To say that FEQ is a big festival feels excruciatingly reductive. But it still stands. The festival is very, very big. After launching in 1968 as essentially an arts and economic expo, they’ve swelled to host the biggest names on their lineup at the historic and massive Plains of Abraham. In 2007, the festival hit the million spectator mark. But the question of growth remains an ongoing question: After you’ve booked artists like Lady Gaga and Snoop Dog in the same year, or invited Migos to share the same stage as Muse, how much higher can realistically you go?
For FEQ this meant out and up. Literally. Adjacent the Plains of Abraham, a few years ago the festival added a massive scissor lift on the side that propelled select audience members many, many feet into the air. If you think that the best way experience Diplo’s meticulous brand of beat-selecting is jammed in a sweaty tangle of arms and neon headbands, then seeing that same mass of bodies respond to every drop from above the trees might be the best way to visualize the impact of a high-octane DJ set on an audience. I’m convinced it was a necessary extravagance.
On the other side of the Plains of Abraham, this year the festival also introduced an extra lush, dare I say it, boldly and delightfully “Instagram-ready” terrace, outfitted with soft lighting, lounge chairs, and a clear view of the stage.
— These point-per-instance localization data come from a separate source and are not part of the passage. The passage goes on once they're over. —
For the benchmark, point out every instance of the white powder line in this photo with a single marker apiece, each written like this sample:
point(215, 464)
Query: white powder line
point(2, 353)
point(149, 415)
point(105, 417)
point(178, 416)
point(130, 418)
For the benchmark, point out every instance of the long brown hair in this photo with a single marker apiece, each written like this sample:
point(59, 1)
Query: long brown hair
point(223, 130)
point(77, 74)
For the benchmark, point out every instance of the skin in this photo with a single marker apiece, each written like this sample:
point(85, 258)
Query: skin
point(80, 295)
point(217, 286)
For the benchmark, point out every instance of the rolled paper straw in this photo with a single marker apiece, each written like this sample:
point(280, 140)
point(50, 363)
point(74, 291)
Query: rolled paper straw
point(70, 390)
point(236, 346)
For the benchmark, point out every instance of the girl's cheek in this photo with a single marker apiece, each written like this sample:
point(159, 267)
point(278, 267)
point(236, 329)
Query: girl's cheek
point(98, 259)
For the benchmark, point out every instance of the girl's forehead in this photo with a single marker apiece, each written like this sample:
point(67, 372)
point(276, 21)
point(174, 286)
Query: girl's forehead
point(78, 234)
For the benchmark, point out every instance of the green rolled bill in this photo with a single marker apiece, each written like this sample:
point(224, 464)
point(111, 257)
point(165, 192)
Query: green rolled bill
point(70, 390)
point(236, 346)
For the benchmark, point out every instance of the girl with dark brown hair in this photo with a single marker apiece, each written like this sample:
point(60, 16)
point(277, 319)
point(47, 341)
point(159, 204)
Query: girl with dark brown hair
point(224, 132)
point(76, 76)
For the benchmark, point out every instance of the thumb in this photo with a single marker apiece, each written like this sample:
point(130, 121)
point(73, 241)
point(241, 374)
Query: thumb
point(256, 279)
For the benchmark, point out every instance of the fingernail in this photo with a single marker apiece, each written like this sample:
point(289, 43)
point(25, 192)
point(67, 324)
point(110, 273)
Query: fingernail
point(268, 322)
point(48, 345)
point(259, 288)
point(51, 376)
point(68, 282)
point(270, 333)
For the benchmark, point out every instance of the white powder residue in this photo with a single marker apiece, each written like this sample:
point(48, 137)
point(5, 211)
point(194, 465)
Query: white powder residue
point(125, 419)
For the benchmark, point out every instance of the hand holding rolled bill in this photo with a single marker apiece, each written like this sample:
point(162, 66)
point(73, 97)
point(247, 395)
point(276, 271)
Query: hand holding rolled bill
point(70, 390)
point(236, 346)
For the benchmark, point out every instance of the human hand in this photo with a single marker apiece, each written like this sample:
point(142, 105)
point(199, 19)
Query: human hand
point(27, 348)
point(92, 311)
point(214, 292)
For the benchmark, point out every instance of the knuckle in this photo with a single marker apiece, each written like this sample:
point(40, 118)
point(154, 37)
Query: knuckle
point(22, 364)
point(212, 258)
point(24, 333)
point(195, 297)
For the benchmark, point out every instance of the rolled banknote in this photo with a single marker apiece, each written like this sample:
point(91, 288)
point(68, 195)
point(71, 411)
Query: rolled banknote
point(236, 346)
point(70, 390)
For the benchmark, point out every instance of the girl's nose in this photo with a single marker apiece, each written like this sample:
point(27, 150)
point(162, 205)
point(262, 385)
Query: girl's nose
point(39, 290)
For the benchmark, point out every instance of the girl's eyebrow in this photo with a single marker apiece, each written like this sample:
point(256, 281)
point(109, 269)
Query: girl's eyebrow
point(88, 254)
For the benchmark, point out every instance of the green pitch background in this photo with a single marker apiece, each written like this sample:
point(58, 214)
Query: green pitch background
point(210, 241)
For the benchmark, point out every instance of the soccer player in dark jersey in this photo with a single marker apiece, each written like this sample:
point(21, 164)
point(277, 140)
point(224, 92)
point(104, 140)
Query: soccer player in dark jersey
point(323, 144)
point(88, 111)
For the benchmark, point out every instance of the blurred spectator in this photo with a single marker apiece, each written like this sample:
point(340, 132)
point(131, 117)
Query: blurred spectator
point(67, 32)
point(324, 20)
Located just outside the festival’s new headquarters in Manège militaire, it offered easy access to the late-night showcases from artists as diverse and wide-ranging as francophone chanteuse Charlotte Cardin, and the ultimate deliverers of karaoke-staples the Village People .
In many ways, these new inclusions sought to both bring the festival closer into the territory of a lifestyle event, while also recasting the term in the process. For over fifty years, FEQ has been defined by its role as an annual, accessible, and permanent social pillar in Quebec City. In the process, it’s elevated the festival beyond a 11-day series of music programming, and into an unofficial holiday that celebrates the city’s evolving cultural identity; like showcasing homegrown artists to some of their biggest audiences to date like Shawn Mendes in 2018, or celebrating beloved rock iconoclasts like Eric Lapointe who was awarded this year’s Prix Miroir de la Renommée on stage. When you slide that in with a day at the newly-built Strøm Spa Nordique who offered picturesque, mid-fest spa getaways, and a bunch of massive, sometimes climbable on-site installations, FEQ is akin to a mega-event with many moving parts.
By creating a space that few have attempted—a congregation of music’s most notable heavy hitters under the admission of a single, wallet-friendly wristband—FEQ has built its identity around being proudly and unapologetically for everyone. Rather than stopping at creating spaces for a dynamic community of fans along gender and racial lines, FEQ takes its mandate as an all-ages event seriously by refusing to disqualify the tastes of audiences, young and old. Under, the festival’s careful design headliner status means that all who occupy it morph the audiences to fulfill their expectations. It’s a space where Mariah Carey can candidly urge the audience to empathize with the rigors of navigating a stage on stilettos amidst torrential downpour, while also hitting every big note she attempted. It’s also space where the prolific Gucci Mane can play his very first Canadian show to a roaring, largely French-speaking crowd; and without contest, Logic can demand an audience’s maximum attention and performance from a crowd willing to offer it generously.
The last several years have seen mega-festivals exit the Canadian music festival landscape as quickly as they entered, but FEQ’s devotion to multi-generational programming might possibly assure its longevity for another 50 years. In the words of the only voice gravely missed at this year’s festival, esketit!